With so much aerospace testing taking place in simulations, DIC is a valuable way of validating virtual models, says Castillo-Tejeda.
“Around 90% of the physical testing is replicated on a simulation and high-speed cameras provide the data we use to determine how accurate our models are,” says Castillo-Tejeda.
Test setup
The physical arrangement of cameras for testing can vary considerably, depending on whether it is a test of the full engine or a smaller-scale test of an engine component.
“For a destructive test like a fan blade off, a full engine will only be used for the certification test,” says Schmidt. “Otherwise, there will be a lot of rig testing, such as using just the fan and booster section and the containment ring and possibly an inlet.”
For a full engine test it is “not uncommon for there to be about ten
high-speed cameras,” he adds. “There will be one or two stereo pairs for DIC of the containment displacements and strains, three or more front-view cameras, some side-view, some looking forward at the outside of the booster.
“Sometimes cameras or stereo pairs are looking at each of the two mounts. The front-view camera will be assessing things like spinner tip and inlet orbital motions, spool-down dynamics, interactions between projectiles and fan blades.”
The use of multiple cameras also provides a safeguard if a camera fails. This is important because engine tests are expensive to carry out – a full engine test is likely to run to “tens of millions of dollars,” says Schmidt.

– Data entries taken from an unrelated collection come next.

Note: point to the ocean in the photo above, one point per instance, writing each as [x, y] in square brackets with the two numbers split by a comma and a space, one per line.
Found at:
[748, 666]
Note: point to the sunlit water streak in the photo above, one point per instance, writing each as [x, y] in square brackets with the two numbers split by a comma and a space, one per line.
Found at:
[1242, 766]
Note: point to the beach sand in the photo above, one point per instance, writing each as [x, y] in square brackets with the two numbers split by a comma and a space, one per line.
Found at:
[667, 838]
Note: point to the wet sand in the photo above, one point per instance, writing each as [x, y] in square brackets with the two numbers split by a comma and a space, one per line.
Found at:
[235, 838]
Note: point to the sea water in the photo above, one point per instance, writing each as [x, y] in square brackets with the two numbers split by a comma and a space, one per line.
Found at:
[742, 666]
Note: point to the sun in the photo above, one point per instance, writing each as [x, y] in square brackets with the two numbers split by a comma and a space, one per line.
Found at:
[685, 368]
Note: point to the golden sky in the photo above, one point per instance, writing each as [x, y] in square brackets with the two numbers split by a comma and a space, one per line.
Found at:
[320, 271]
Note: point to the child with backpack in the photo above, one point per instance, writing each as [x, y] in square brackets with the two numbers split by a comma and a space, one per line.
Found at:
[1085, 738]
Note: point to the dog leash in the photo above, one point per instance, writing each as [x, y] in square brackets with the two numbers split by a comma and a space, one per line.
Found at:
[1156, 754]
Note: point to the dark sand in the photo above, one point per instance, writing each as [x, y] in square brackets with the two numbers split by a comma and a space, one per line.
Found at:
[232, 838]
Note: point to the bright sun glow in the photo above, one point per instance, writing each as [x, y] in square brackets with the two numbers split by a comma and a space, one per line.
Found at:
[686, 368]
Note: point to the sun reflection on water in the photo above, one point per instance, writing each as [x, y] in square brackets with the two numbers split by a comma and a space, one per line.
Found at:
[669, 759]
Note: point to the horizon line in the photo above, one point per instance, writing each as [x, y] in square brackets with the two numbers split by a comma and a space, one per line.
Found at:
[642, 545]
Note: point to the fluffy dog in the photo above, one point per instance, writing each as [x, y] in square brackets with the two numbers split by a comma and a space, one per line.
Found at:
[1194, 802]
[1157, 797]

The high cost means that there is immense pressure on high-speed camera operators to ensure the image is captured without a hitch.
Schmidt illustrates this with a story once told to him by a fellow expert in the field. “He told me that on his first week on the job, his boss told him that there are many acceptable mistakes but that if he ever does not successfully capture the high-speed video – do not write, do not call, just leave – because you’re fired.”
Capturing space flight history
Late last year NASA sent its Orion spacecraft on a lunar flyby, the first time the space agency had visited the Moon in five decades.
That historic mission, which included Orion’s launch in mid-November as the payload of the Artemis I rocket followed by two flybys of the Moon and a splash down in early December in the Pacific Ocean, was captured with an array of 24 cameras on the rocket and spacecraft.
As well as capturing incredible close-up images of the Earth and the Moon from space, the cameras also played an important role in helping engineers from NASA monitor the spacecraft during its historic mission.
Four cameras attached to Orion’s solar array wings on the service module offered outside views of the spacecraft. They were also responsible for images released of Orion with the Earth or Moon in the background.
There were also two high-speed cameras used during the mission. These cameras, which were mounted externally, were used to monitor the opening of the parachute during the spacecraft’s re-entry to Earth.
Another external camera mounted externally was used to capture the take-off, providing the “rocket cam” view the public commonly sees during launches.